(Thoughts will be in underlined the answer will be in italics)
I wonder what's like to actually stab someone ?
It's probably as messy as it is to stab some one on set only someone would really die and the other one would go to jail.
Why do people not chase their dreams ?
This question is one that I think about when I'm on social media and people say "I wish I could start a business" or "I wish I could go back to school" etc. and I think to myself you can but it requires a leap of faith and sacrifice, ALOT of sacrifice in alot of areas. if you really want to do something YOU have to be the one to do it no one will ever hand you anything in this world.
What would it be like to be rich and famous ?
This is one of those things that I only think about when I sell a DVD or when I sign an autograph but fame and money is something that I feel if it's meant to happen it will and if it doesn't I still have the coolest job in the world.
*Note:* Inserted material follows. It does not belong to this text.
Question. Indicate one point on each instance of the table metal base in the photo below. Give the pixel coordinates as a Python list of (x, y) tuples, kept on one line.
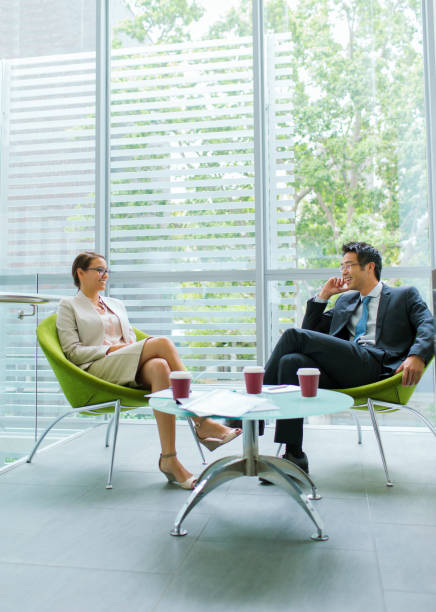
[(281, 472)]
I would like to think that I having money and fame wouldn't change who I am but then again fame is a monster and needs to be handled in the right way, who knows I gues I'll cross that bridge when I get there.
Why Do I do What I do ?
This is the first question that creeps in my mind when I hit a road block either with funding, writers block or when ever I start to doubt myself and the answer is always the same I tell myself "I do this because I love horror movies and I live to entertain people so this is a natural job for me".
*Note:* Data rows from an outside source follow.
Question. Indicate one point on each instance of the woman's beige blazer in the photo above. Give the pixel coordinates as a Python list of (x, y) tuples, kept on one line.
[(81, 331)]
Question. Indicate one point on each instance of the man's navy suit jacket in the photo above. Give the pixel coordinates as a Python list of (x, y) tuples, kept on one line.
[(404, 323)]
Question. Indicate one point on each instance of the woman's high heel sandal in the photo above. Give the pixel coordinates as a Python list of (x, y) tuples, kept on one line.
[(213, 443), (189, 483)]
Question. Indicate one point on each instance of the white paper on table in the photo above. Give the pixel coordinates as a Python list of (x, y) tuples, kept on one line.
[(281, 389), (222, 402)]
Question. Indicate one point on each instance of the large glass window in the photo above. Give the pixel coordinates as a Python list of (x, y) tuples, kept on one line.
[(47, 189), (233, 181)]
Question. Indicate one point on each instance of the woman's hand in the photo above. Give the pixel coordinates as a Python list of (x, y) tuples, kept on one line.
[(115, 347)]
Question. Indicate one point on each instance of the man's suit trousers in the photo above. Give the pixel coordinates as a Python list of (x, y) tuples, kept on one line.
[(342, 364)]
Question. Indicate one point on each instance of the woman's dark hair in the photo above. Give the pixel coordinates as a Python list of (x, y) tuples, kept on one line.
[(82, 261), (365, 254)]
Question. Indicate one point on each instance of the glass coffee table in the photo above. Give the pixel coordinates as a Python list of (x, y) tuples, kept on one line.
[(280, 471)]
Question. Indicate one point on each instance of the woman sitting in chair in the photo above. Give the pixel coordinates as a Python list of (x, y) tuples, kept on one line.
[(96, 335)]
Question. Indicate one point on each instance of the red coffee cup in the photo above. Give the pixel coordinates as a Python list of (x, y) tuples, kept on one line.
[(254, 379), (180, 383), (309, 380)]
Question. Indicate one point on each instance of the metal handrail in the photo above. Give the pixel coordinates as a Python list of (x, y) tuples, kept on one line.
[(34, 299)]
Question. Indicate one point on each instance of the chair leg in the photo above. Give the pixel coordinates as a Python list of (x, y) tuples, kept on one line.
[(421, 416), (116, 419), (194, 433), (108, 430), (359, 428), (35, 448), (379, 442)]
How the hell does that work and / or make an sense at all !?!
This thought enters my mind the most often when I'm writing a script because if I don't have things mapped out in terms of the story or if I haven't figured out the mid movie twist I will say that phrase "How the hell does that work and/or make any sense at all" phrase as a way to either convince myself the idea is good or bad .
I will be back later this week with another blog not sure what about maybe my thoughts on the year in film or something totally random.
Stay Wicked My Friends !!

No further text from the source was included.